Identifying bats with ANN

An interesting paper has just come out in the Journal of Applied Ecology, which describes how ANN were used to identify thirty-four European species of bats based on their echolocation calls. This is a challenging problem, because the calls within any bat species can vary quite a lot, depending on what the bat is doing. For example, the calls that a bat uses while hunting are different to the calls that a bat uses while commuting to a hunting ground. The work described in this paper has several good features.

Firstly, they used a hierarchy of MLP ensembles to identify the species. First a level of MLP identified the geographic region (out of six) that the bat came from. Then a second level was used to identify the genus (out of seven) of the bat. Finally, an ensemble of species-specific MLP identified the species itself.

Secondly, they used a large data set to train the MLP, and performed a thorough data analysis to identify the significant features. Rather than just cramming every acoustic feature through the MLP and hoping for the best, they only used the most significant twenty-four.

Finally, they incorporated the classifiers into software called iBatsID that is freely available for anyone to use.
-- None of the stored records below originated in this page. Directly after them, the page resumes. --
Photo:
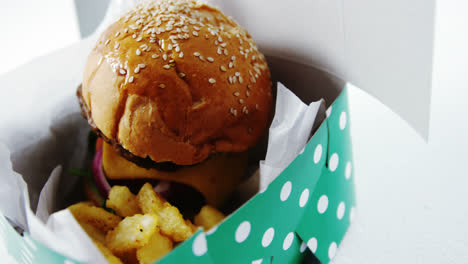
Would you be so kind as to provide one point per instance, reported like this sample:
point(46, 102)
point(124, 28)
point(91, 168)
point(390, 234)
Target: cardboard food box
point(308, 208)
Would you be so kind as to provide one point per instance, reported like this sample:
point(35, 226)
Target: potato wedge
point(123, 201)
point(157, 247)
point(131, 233)
point(208, 217)
point(111, 258)
point(95, 216)
point(94, 233)
point(148, 200)
point(172, 223)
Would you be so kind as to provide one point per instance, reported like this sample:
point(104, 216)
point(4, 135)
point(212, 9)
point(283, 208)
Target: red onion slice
point(98, 175)
point(163, 188)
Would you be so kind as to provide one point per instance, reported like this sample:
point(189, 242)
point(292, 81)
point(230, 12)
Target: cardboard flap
point(383, 47)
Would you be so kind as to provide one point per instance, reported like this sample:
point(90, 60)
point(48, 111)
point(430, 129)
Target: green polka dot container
point(306, 210)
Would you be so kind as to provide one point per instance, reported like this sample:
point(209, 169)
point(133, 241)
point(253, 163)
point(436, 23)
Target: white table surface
point(412, 195)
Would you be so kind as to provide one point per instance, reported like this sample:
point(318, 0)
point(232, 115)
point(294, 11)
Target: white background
point(412, 195)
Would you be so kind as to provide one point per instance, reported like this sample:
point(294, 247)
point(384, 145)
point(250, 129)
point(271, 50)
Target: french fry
point(208, 217)
point(157, 247)
point(94, 233)
point(111, 258)
point(131, 233)
point(148, 200)
point(171, 221)
point(95, 216)
point(123, 201)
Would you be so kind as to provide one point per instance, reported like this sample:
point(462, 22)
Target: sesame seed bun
point(176, 81)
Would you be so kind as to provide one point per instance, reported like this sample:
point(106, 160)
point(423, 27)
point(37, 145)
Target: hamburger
point(177, 93)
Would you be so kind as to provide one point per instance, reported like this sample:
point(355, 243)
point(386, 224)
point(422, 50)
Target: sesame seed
point(233, 111)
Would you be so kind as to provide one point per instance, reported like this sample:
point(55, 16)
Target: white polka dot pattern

The authors reported a range of classification accuracies across the species, from a high of 100% to a low of 56.5%. They say that "This is almost certainly the results of our eANN [ensemble ANN] dealing with many more species". I think they're wrong when they say that, because the point of using ensembles is that the individual members of the ensemble can be highly specialised for a particular class. I suspect that the problem may be that the features they selected were not as useful for classifying the poorly-recognised species: rather than using the same twenty-four parameters for all thirty-four species, they might have gotten better results by selecting acoustic parameters for each species. Also, from the diagram (Figure 3 in the paper) it looks like they used the outputs of the regional and genus networks only to decide which groups of species MLP to use. An alternative would have been to use the output of the regional and genus MLP as input features for the following levels (similar to my approach in this paper), which would have added some more information into the classification process and probably boosted accuracy.

A final problem with this paper is that they have excluded a lot of the technical details about constructing and training the ANN, and about exactly how the different levels in the hierarchy interacted. This is probably because it is an ecology paper, not an ANN paper.

Overall, it's an interesting application, and I'm looking forward to seeing more work done on this problem in the future.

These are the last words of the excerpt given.